Important factors that could cause actual results to differ materially from GoGold's expectations include exploration and development risks associated with GoGold’s projects, the failure to establish estimated mineral resources or mineral reserves, volatility of commodity prices, variations of recovery rates, and global economic conditions. For additional information with respect to risk factors applicable to GoGold, reference should be made to GoGold's continuous disclosure materials filed from time to time with securities regulators, including, but not limited to, GoGold's Annual Information Form. The forward-looking information contained in this release is made as of the date of this release.

Cautionary non-IFRS Measures and Additional IFRS Measures
The Company believes that investors use certain non-IFRS and additional IFRS measures as indicators to assess mining companies. They are intended to provide additional information and should not be considered in isolation or as a substitute for measures of performance prepared with IFRS. Non-IFRS and additional IFRS measures do not have a standardized meaning prescribed under IFRS and therefore may not be comparable to similar measures presented by other companies.

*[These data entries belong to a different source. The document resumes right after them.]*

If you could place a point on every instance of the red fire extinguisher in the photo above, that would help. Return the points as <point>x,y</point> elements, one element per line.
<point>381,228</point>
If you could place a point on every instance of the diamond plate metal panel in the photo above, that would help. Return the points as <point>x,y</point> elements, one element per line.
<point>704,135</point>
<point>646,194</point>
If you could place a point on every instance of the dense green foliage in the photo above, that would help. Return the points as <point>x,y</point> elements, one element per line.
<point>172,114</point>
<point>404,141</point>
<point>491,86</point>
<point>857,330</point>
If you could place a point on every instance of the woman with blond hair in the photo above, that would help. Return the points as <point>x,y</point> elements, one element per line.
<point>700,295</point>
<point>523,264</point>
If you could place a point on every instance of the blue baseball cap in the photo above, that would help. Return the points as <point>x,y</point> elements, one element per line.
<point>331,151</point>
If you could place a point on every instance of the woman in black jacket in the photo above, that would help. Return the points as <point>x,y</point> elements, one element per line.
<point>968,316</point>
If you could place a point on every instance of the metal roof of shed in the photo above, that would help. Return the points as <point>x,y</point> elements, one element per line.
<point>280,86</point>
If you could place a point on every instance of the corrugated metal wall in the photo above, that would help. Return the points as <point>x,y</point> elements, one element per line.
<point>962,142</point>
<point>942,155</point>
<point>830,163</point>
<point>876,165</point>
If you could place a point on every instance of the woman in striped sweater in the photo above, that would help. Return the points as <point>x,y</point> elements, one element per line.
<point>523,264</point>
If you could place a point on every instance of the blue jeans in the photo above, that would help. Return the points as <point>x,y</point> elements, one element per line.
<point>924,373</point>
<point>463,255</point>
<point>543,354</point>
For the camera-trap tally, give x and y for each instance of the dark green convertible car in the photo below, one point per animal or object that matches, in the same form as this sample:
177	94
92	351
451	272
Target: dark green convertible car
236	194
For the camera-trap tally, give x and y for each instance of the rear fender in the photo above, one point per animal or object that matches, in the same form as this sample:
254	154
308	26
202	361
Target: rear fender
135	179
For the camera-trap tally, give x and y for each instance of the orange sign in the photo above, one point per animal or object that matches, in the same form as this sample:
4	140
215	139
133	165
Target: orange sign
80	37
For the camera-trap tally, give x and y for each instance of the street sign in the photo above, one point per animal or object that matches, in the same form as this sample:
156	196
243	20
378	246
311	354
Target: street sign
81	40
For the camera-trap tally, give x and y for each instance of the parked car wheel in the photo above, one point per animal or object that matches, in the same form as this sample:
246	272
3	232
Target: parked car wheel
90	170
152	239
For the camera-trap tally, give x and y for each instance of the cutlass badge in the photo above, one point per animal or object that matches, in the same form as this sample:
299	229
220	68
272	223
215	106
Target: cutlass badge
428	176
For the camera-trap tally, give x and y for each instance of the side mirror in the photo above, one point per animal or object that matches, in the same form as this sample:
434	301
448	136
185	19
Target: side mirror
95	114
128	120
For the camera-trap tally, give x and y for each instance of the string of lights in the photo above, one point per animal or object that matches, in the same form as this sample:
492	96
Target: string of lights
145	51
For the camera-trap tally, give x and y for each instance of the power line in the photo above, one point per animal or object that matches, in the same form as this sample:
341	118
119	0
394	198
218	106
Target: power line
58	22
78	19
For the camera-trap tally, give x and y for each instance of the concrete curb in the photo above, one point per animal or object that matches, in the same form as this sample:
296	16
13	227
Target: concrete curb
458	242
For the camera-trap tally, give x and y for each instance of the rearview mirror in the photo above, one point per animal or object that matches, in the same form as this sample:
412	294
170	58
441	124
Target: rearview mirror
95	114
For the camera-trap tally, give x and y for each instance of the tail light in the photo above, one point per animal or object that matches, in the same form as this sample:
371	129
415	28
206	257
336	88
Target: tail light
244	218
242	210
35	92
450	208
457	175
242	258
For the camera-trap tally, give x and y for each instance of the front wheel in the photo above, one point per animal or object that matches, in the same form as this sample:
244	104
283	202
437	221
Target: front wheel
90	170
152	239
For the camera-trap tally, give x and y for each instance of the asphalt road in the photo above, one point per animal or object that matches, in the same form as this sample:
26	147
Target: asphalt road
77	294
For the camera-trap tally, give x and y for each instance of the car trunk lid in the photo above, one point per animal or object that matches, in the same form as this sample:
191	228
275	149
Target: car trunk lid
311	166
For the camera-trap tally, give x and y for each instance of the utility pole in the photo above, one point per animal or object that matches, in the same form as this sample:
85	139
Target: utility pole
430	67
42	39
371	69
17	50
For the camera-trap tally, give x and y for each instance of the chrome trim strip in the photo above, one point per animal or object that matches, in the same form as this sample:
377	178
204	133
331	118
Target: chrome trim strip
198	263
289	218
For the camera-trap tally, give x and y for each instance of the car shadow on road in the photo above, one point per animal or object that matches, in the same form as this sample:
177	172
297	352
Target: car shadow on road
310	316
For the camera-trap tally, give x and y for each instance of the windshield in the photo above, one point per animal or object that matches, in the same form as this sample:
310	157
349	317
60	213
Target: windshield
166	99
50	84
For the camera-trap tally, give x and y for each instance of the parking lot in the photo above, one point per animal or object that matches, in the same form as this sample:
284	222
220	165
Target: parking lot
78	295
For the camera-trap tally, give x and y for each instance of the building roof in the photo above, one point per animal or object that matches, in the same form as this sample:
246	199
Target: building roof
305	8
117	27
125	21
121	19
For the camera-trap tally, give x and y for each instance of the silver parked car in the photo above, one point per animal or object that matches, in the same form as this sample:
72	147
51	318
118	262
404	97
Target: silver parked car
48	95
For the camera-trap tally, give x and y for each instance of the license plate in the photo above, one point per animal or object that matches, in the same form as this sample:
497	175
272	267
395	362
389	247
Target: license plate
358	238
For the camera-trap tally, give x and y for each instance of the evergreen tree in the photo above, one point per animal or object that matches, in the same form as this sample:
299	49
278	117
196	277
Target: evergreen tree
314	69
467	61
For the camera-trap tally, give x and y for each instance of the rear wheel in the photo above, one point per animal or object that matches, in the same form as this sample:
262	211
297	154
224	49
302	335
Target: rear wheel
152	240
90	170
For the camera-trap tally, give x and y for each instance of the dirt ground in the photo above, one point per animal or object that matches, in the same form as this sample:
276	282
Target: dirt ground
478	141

Additional IFRS measures that are presented on the face of the Company’s consolidated statements of comprehensive income include “Operating income (loss)”. These measures are intended to provide an indication of the Company’s mine and operating performance. “Cash flow from operating activities before changes in non-cash working capital” is a non-IFRS performance measure that could provide an indication of the Company’s ability to generate cash flows from operations, and is calculated by adding back the change in non-cash working capital to “Net cash used in operating activities” as presented on the Company’s consolidated statements of cash flows. Per ounce measures are calculated by dividing the relevant mining and processing costs and total costs by the ounces of metal sold in the period. “Cash costs per ounce” and “all-in sustaining costs per ounce” as used in this analysis are non-IFRS terms typically used by mining companies to assess the level of gross margin available to the Company by subtracting these costs from the unit price realized during the period. These non-IFRS terms are also used to assess the ability of a mining company to generate cash flow from operations. There may be some variation in the method of computation of these metrics as determined by the Company compared with other mining companies. In this context, “cash costs per ounce” reflects the cash operating costs allocated from in-process and dore inventory associated with ounces of silver and gold sold in the period. “Cash costs per ounce” may vary from one period to another due to operating efficiencies, grade of material processed and silver/gold recovery rates in the period. “All-in sustaining costs per ounce” include total cash costs, exploration, corporate and administrative, share based compensation and sustaining capital costs. For a reconciliation of non-IFRS and IFRS measures, please refer to the Management Discussion and Analysis dated February 12, 2018, for the three months ended December 31, 2017, as presented on SEDAR.